Und eine Mail kann ich durchaus öffnen, wenn mein Mailprogramm diese mir im Textformat anzeigt. Ich will ja schließlich sehen, was drin steht und auch den Header in Augenschein nehmen.

Ich empfehle mal http://linkblock.de mal zu studieren. Da ist das Wichtigste zu dem Thema drin.

Nur mal ganz kurz noch dazu:

Ich schrieb, das man keinen e-mail-ANHANG unbekannten Ursprungs öffnen sollte. Tut man das, so kann man dann ein Schad-Programm installiert haben, das hinter einem Port lauscht... dann kommt vom Absender eine Anfrage auf diesen Port, und schon ist der Angriff fertig. Dafür kann man prinzipiell jeden nicht-standard-Port oberhalb von 1024 nutzen.
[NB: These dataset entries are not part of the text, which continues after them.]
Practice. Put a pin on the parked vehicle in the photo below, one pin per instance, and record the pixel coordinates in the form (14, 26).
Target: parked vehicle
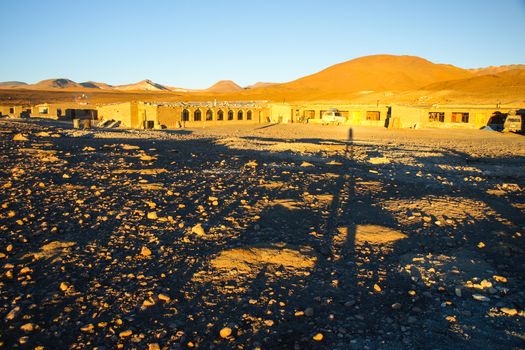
(333, 116)
(513, 122)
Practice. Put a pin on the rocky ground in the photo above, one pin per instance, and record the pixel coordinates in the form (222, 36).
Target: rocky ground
(261, 237)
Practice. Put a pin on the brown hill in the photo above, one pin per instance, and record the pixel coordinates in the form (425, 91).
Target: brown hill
(511, 80)
(223, 86)
(144, 85)
(12, 84)
(96, 85)
(378, 73)
(60, 83)
(260, 84)
(496, 69)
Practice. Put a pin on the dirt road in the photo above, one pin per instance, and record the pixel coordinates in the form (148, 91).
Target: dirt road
(270, 237)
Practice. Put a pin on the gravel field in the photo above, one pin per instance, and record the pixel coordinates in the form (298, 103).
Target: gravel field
(261, 237)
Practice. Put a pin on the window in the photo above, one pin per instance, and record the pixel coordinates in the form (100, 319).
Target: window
(436, 117)
(309, 114)
(459, 117)
(185, 115)
(197, 115)
(373, 115)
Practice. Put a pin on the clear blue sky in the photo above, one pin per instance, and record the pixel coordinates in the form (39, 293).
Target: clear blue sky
(195, 43)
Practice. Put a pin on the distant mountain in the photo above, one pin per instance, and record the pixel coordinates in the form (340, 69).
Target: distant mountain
(10, 84)
(60, 83)
(144, 85)
(496, 69)
(96, 85)
(378, 73)
(224, 86)
(510, 81)
(259, 84)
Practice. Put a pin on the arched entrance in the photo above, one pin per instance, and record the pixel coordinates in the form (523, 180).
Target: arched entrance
(185, 115)
(197, 115)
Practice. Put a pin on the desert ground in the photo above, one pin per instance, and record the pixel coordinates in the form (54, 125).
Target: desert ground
(261, 237)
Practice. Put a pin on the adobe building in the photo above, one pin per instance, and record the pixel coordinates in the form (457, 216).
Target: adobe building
(369, 115)
(64, 111)
(141, 115)
(449, 116)
(15, 111)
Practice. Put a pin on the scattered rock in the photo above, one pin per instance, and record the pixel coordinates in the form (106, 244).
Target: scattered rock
(198, 230)
(28, 327)
(309, 312)
(225, 332)
(164, 298)
(20, 137)
(509, 311)
(64, 287)
(145, 251)
(480, 297)
(125, 333)
(318, 337)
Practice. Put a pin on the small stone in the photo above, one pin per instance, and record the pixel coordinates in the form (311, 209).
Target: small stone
(20, 137)
(349, 303)
(198, 230)
(13, 313)
(225, 332)
(147, 158)
(309, 312)
(318, 337)
(509, 311)
(164, 298)
(25, 270)
(480, 297)
(87, 328)
(148, 303)
(63, 287)
(125, 333)
(500, 279)
(28, 327)
(145, 252)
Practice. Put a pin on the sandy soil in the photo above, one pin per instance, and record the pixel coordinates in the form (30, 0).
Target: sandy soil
(271, 237)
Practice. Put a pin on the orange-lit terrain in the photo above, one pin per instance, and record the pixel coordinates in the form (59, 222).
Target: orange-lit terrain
(260, 236)
(387, 78)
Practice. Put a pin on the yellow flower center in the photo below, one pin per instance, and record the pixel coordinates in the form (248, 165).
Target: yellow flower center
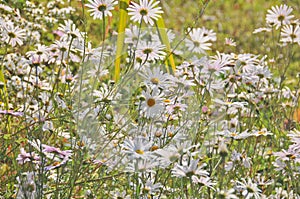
(154, 80)
(139, 151)
(151, 102)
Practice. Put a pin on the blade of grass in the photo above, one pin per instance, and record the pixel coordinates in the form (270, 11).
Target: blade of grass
(161, 28)
(121, 36)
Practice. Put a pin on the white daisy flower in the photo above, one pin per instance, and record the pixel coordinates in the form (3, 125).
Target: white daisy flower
(189, 170)
(279, 15)
(13, 35)
(100, 7)
(132, 35)
(290, 34)
(155, 78)
(137, 148)
(198, 43)
(152, 106)
(230, 42)
(249, 189)
(146, 10)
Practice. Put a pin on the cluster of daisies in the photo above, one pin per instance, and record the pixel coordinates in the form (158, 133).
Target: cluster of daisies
(219, 126)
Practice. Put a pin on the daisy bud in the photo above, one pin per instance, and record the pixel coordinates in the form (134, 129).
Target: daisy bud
(223, 151)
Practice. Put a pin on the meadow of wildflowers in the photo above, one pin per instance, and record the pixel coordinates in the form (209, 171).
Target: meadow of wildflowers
(98, 99)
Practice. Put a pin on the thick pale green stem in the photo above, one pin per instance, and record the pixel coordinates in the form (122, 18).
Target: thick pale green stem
(121, 37)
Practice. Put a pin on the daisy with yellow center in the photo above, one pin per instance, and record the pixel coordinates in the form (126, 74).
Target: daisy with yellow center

Wenn ein Router benutzt wird, der eine Firewall integriert hat, ist von außen her ersteinmal alles zu, das ist richtig. Aber wenn ein Schadprogramm installiert ist, funktioniert das eben nicht mehr so. Dann ist dessen Port von innen aus dem LAN her sozusagen aufgestoßen worden.


Und insgesamt hat es sich bei diesem Thread um das Thema Personal-Firewalls gehandelt, ausgehend von Zonealarm und seiner Unzulänglichkeiten.;-)

Danke für die Links, man kann ja immer noch dazulernen.

 

[sven@mainz]

Ich schrieb, das man keinen e-mail-ANHANG unbekannten Ursprungs öffnen sollte.

Öffnen kann man schon, z.b. mit einem Hex-Editor (wenn nicht vorher der Virenscanner Alarm schreit), aber starten sollte man tunlichst unterlassen.
Insbesondere, wo jetzt die neueste Masche ist, einem nicht mehr einen Wurm unterzujubeln, der sich nur massiv verbreitet, sondern ein Programm, welches möglichst unauffällig im Hintergrund werkelt und auf Befehle von außen wartet.

 

[ploieel]

Öffnen kann man schon, z.b. mit einem Hex-Editor (wenn nicht vorher der Virenscanner Alarm schreit), aber starten sollte man tunlichst unterlassen.
Insbesondere, wo jetzt die neueste Masche ist, einem nicht mehr einen Wurm unterzujubeln, der sich nur massiv verbreitet, sondern ein Programm, welches möglichst unauffällig im Hintergrund werkelt und auf Befehle von außen wartet.

Manche Trojaner-Autoren sind inzwischen so dreist, dass sie ihr Programm direkt in den root-Ordner schreiben lassen (unter C:\); und eine Vielzahl von "unbedarften" Usern merkt das nicht mal. Ich hatte da heute erst so einen Fall, da werkelte eine dd9.exe. Erst mal sehen, was das für ein Teil ist, bisher habe ich noch nichts schlüssiges darüber gefunden. Und eine ts.exe, auch direkt an der Wurzel. Was soll man dazu sagen...

 

[sven@mainz]

So was hatte ich selbst mal vor mir (war zwar im Windoof-Verzeichnis), das waren 2 Programme als Dienste, hat man eines abgeschossen, so hat das andere dieses wieder unter anderem Namen kopiert und gestartet. Die Lösung war nur möglich, die Wiederherstellungskonsole zu starten, (vorher natürlich die Namen der beiden Dateien merken), und die Exen dann auf der Platte zu killen. Selbst im abgesicherten Modus haben diese sich geladen.